In a short 24 hours, you can fly from one side of the planet to another. This (one of man’s greatest achievements) may never have happened if it had not been for the mythological characters Daedalus and Icarus. The story tells of Daedalus building mechanical wings for his son Icarus and ever since the tale was told, man has lusted after the ability to take the sky and fly. This eventually came true and the entire planet is a changed place as a consequence of it.
The moral of this children’s tale is that self-belief, optimism, and hard work result in achievement – of even the most difficult tasks. The book first appeared in a slightly different version to today, in 1906. It has been regarded by many as a metaphor for the “American Dream”. The popularity of this book may also be a contributing factor to the huge number of self-help and “positive thinking” seminars and books that we see today.
A relatively modern addition to this list, Big Brother has been a influence in so many social protests that he has to be included here. His name comes up every time a government passes a restrictive law or a law which seems to remove aspects of our eternal freedoms. Everyone recognizes his face, everyone knows what he stands for, and everyone is terrified of the potential for our own lives to be governed by our own version of the fictional character. Big Brother was, of course, created by George Orwell for his novel Nineteen Eighty-Four.

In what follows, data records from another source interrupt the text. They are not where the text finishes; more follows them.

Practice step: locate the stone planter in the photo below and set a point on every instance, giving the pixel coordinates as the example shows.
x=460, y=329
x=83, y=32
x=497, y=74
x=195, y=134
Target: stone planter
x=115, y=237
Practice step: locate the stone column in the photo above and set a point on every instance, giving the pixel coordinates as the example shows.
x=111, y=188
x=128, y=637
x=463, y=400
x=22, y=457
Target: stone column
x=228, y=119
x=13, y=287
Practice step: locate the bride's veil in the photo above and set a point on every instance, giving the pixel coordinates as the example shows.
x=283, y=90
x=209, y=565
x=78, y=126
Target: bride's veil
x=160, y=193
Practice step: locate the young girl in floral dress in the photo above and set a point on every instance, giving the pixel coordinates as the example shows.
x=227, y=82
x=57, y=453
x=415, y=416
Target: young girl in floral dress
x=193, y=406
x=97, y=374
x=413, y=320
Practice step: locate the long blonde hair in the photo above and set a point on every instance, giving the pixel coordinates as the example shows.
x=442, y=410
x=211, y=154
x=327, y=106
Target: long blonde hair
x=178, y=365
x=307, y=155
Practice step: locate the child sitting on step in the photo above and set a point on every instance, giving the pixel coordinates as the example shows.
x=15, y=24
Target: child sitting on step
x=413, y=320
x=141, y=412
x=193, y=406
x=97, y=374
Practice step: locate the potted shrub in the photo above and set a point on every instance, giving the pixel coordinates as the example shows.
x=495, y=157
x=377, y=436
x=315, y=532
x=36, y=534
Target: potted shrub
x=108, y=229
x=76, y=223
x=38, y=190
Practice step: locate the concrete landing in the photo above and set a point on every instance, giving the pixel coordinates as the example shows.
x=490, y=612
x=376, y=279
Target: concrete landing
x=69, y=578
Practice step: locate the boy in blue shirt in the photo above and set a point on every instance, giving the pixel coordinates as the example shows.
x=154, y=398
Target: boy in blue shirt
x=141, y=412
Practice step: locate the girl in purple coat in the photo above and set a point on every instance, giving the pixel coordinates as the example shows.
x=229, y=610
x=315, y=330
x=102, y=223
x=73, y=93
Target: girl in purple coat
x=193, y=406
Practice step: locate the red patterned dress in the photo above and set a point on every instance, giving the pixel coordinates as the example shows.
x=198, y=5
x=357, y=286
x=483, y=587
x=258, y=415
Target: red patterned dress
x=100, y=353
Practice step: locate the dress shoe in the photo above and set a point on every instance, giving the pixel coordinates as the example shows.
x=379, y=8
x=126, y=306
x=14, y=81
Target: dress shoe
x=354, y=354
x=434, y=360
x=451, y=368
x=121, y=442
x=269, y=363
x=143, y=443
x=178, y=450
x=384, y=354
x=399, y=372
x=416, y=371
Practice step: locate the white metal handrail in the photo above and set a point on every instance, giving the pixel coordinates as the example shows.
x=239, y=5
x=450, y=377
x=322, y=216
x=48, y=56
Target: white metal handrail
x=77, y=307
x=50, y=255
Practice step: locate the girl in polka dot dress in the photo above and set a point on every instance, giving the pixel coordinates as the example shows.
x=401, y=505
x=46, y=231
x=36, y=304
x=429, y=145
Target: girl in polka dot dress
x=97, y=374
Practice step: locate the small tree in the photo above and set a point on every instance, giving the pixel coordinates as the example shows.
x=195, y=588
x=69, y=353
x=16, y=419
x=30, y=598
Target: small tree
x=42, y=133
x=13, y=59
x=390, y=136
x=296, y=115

Not only can Romeo and Juliet be blamed for much of our ideas of the “perfect relationship” – I think it can also be blamed for a high percentage of divorces. Couples going in to marriage seek the ideal of a relationship based entirely on passion and romance, and when that romance dims (as so often is the case) they feel cheated and believe the marriage has failed. When in reality, passionate romance is not required for a healthy marriage – while respect, love, and charity is. Romeo and Juliet have much to answer for!